The Committee shall consist of between 3 and 5 members. Leading employees of Opera cannot be appointed as members of a Committee. The members of the Committee is selected in light of an evaluation of the company’s need for the employees to have a competence which, based on Opera’s business and organization, is necessary in order for the Committee to conduct its tasks. Two of the members are independent from the management.
Briefly summarized, some of the tasks of the Remuneration Committee include:
- Review corporate and individual goals and objectives relevant to the Chief Executive Officer’s Total Compensation, and evaluate the Chief Executive Officer’s performance relative to those goals and objectives, and a proposal for the Chief Executive Officer’s Total Compensation level based on this evaluation.
- In making a proposal for the long-term incentive component of Chief Executive Officer’s Total Compensation, the Committee will consider Opera’s performance, relative shareholder return, the value of long-term incentive compensation given to Chief Executive Officers at comparable companies, and the awards given to the Chief Executive Officer in past years.
- The Committee will review and advise on proposals made by the Chief Executive Officer with regard to the Total Compensation of members of the Executive Team.

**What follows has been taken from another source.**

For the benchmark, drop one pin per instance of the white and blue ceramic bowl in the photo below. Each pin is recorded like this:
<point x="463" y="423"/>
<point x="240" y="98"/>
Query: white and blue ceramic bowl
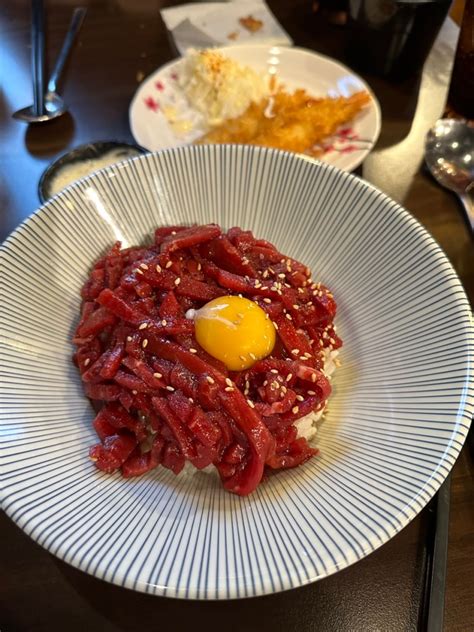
<point x="397" y="419"/>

- When fulfilling its responsibilities in relation to Total Compensation for the Chief Executive Officer and members of the Executive Team, the Committee will consider the Total Compensation of all levels of employees within Opera, in order to provide an appropriate context for making decisions at the Chief Executive Officer and members of the Executive Team levels.
- The Committee will make recommendations to the Board of Directors with respect to incentive compensation and equity-based incentive plans that require shareholder approval, and will act as a preparatory body for the Board of Directors in the management of shareholder-approved award and options plan(s).
- The Committee will review and assess on a regular basis Opera’s Corporate Governance policies and procedures, including policies embodied in these Rules of Procedure and applicable Corporate Governance Guidelines (such as the Code), and will recommend any proposed changes to the Board of Directors for approval. When reviewing and making recommendations with respect to Opera’s Corporate Governance policies and procedures, the Committee shall take into consideration changes in Norwegian corporate law, applicable stock exchange listing standards, the Code and such other changes in Norwegian best practices.
- The Committee will assist the Board of Directors with its annual evaluation of the Board of Directors, its committees and Opera’s management.
- Other duties and responsibilities as may be assigned to the Remuneration Committee, from time to time, by the Board of Directors.
Decision making authority shall remain with the Board of Directors and are not to be delegated to the Committee. The Committee shall report to the Board of Directors on a regular basis, and the report to the Board of Directors shall contain recommendations for the Board of Directors.